Town in County Donegal, Ireland

Ballyshannon is a town in County Donegal, Ireland. It is located at the southern end of the county where the N3 from Dublin ends and the N15 crosses the River Erne. The town was incorporated in the early 17th century, receiving a town charter in March 1613.

==Location==
Ballyshannon, which means "the mouth of Seannach's ford", after a fifth-century warrior, Seannach, who was reputedly slain there, lies at the mouth of the river Erne. Just west of the town, the Erne widens and its waters meander over a long sandy estuary. The northern bank of the river rises steeply away from the riverbank, while the southern bank is flat with a small cliff that runs parallel to the river. The town looks out over the estuary and has views of mountains, lakes and forests.

==History==
Archaeological sites dating as far back as the Neolithic period (4000 BC – 2500 BC) have been excavated in Ballyshannon and surrounding areas, representing settlement and ritual activity from early periods of human settlement. Finds have ranged from fulachta fiadh (burnt mounds) dating from the Bronze Age (2500–500 BC), to a possible brushwood trackway thought to date to an earlier Neolithic period, through an early find of a pair of gold sun-discs from c. 2500–2150 BCE to the recent discovery of a previously unknown medieval church and cemetery containing hundreds of skeletons thought to date from between 1100 and 1400. This site yielded numerous artefacts including silver long cross pennies and halfpennies dating from the reign of Henry III (1251–1276) and Edward I (c. 1280–1302).
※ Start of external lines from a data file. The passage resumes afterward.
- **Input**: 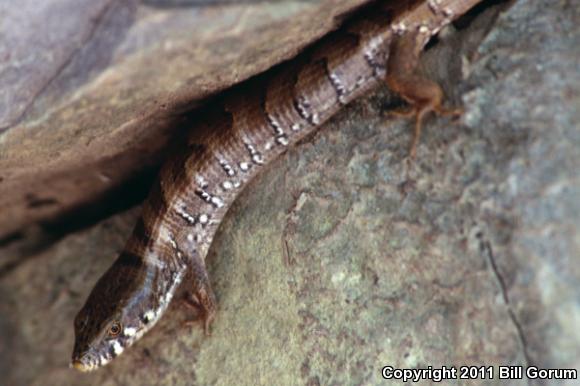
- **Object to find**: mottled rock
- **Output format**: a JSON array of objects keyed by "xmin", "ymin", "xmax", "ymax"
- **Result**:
[
  {"xmin": 0, "ymin": 0, "xmax": 364, "ymax": 238},
  {"xmin": 0, "ymin": 0, "xmax": 580, "ymax": 385}
]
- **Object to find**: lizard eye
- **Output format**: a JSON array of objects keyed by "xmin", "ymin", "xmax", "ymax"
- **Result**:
[{"xmin": 109, "ymin": 322, "xmax": 121, "ymax": 337}]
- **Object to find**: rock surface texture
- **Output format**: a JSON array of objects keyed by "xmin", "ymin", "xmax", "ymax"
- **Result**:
[{"xmin": 0, "ymin": 0, "xmax": 580, "ymax": 385}]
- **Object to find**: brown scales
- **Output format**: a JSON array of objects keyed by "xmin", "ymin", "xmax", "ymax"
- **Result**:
[{"xmin": 74, "ymin": 0, "xmax": 488, "ymax": 368}]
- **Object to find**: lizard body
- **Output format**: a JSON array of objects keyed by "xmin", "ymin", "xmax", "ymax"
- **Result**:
[{"xmin": 72, "ymin": 0, "xmax": 480, "ymax": 371}]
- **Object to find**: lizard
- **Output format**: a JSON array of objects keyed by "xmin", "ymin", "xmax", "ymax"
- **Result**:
[{"xmin": 71, "ymin": 0, "xmax": 481, "ymax": 371}]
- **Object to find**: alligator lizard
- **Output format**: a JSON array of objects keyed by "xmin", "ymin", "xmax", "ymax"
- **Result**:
[{"xmin": 72, "ymin": 0, "xmax": 480, "ymax": 371}]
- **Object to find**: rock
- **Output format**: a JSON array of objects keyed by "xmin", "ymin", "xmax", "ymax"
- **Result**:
[
  {"xmin": 0, "ymin": 0, "xmax": 580, "ymax": 385},
  {"xmin": 0, "ymin": 0, "xmax": 364, "ymax": 238}
]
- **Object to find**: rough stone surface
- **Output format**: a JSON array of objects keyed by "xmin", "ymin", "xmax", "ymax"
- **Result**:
[
  {"xmin": 0, "ymin": 0, "xmax": 580, "ymax": 385},
  {"xmin": 0, "ymin": 0, "xmax": 364, "ymax": 238}
]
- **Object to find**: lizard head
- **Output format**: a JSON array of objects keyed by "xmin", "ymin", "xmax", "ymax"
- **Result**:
[{"xmin": 71, "ymin": 253, "xmax": 173, "ymax": 371}]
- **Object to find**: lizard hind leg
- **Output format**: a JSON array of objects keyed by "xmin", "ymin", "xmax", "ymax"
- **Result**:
[
  {"xmin": 387, "ymin": 74, "xmax": 462, "ymax": 159},
  {"xmin": 185, "ymin": 254, "xmax": 216, "ymax": 335}
]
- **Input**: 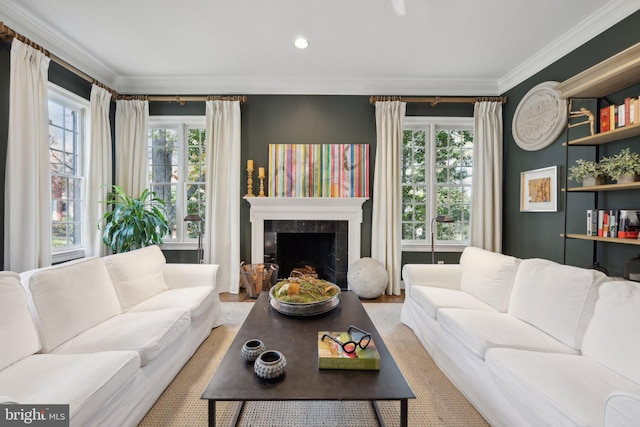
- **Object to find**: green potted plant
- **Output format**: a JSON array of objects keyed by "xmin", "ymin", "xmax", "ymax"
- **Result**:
[
  {"xmin": 600, "ymin": 148, "xmax": 640, "ymax": 184},
  {"xmin": 569, "ymin": 159, "xmax": 607, "ymax": 187},
  {"xmin": 98, "ymin": 185, "xmax": 170, "ymax": 252}
]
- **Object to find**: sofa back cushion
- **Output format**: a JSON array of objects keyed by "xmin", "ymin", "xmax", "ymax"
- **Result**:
[
  {"xmin": 29, "ymin": 258, "xmax": 121, "ymax": 352},
  {"xmin": 460, "ymin": 247, "xmax": 520, "ymax": 312},
  {"xmin": 509, "ymin": 258, "xmax": 608, "ymax": 349},
  {"xmin": 582, "ymin": 280, "xmax": 640, "ymax": 384},
  {"xmin": 0, "ymin": 271, "xmax": 40, "ymax": 371},
  {"xmin": 104, "ymin": 246, "xmax": 169, "ymax": 310}
]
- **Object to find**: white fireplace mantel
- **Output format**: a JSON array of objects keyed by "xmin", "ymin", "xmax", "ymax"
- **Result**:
[{"xmin": 245, "ymin": 197, "xmax": 368, "ymax": 265}]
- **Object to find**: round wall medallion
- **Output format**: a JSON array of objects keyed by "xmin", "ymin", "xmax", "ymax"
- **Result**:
[{"xmin": 512, "ymin": 82, "xmax": 567, "ymax": 151}]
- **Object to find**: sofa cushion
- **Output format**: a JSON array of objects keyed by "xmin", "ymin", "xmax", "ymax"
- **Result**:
[
  {"xmin": 485, "ymin": 348, "xmax": 638, "ymax": 426},
  {"xmin": 582, "ymin": 281, "xmax": 640, "ymax": 384},
  {"xmin": 0, "ymin": 271, "xmax": 40, "ymax": 372},
  {"xmin": 103, "ymin": 246, "xmax": 169, "ymax": 310},
  {"xmin": 29, "ymin": 258, "xmax": 121, "ymax": 352},
  {"xmin": 509, "ymin": 258, "xmax": 608, "ymax": 349},
  {"xmin": 460, "ymin": 247, "xmax": 520, "ymax": 312},
  {"xmin": 54, "ymin": 309, "xmax": 190, "ymax": 366},
  {"xmin": 128, "ymin": 286, "xmax": 216, "ymax": 319},
  {"xmin": 0, "ymin": 351, "xmax": 140, "ymax": 426},
  {"xmin": 438, "ymin": 308, "xmax": 578, "ymax": 359},
  {"xmin": 411, "ymin": 286, "xmax": 495, "ymax": 319}
]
Other finds included bone beads, shroud pins, and pieces of quartz which were found placed in the hands of many of the skeletons.

Other nearby sites include a Neolithic tomb, and the grave of Aed Ruad, High King of Ireland, upon which St. Anne's church (Church of Ireland) was supposedly built, occupying the highest of the town's vantage points—Mullgoose. Nothing remains to mark either tomb, the last vestige of the mound on Mullaghnashee having been obliterated in 1798 when a fort was constructed on the hill-top. The 18th-century churchyard and the paupers' burial ground were both referred to as Sidh Aedh Ruaidh, the Fairy Mound of Red Hugh. The 'sheeman' (Anglicisation of the Irish sidh) in Mullgoose means 'fairies'. Popular belief assigned the interior of hills to fairies' dwelling places and local tradition has handed down accounts of the exploits of the fairy folk, including among the Finner sand-hills and in the Wardtown district of Ballyshannon. In 1906, the hill-top at Mullgoose was excavated and found to contain subterranean chambers.

The Vikings, according to the Annals of Ulster, attacked nearby Inishmurray Island in 795. Later they used the River Erne to attack inland, burning Devenish Island monastery in 822. The annals also record that in 836, all the churches of Loch Erne, together with Cluain Eois (Clones) and Daimhinis (Devenish Island) were destroyed by the "gentiles". In 923 and 916 respectively, "a fleet of foreigners on Loch Erne plundered the islands of the lake", as well as the surrounding territories.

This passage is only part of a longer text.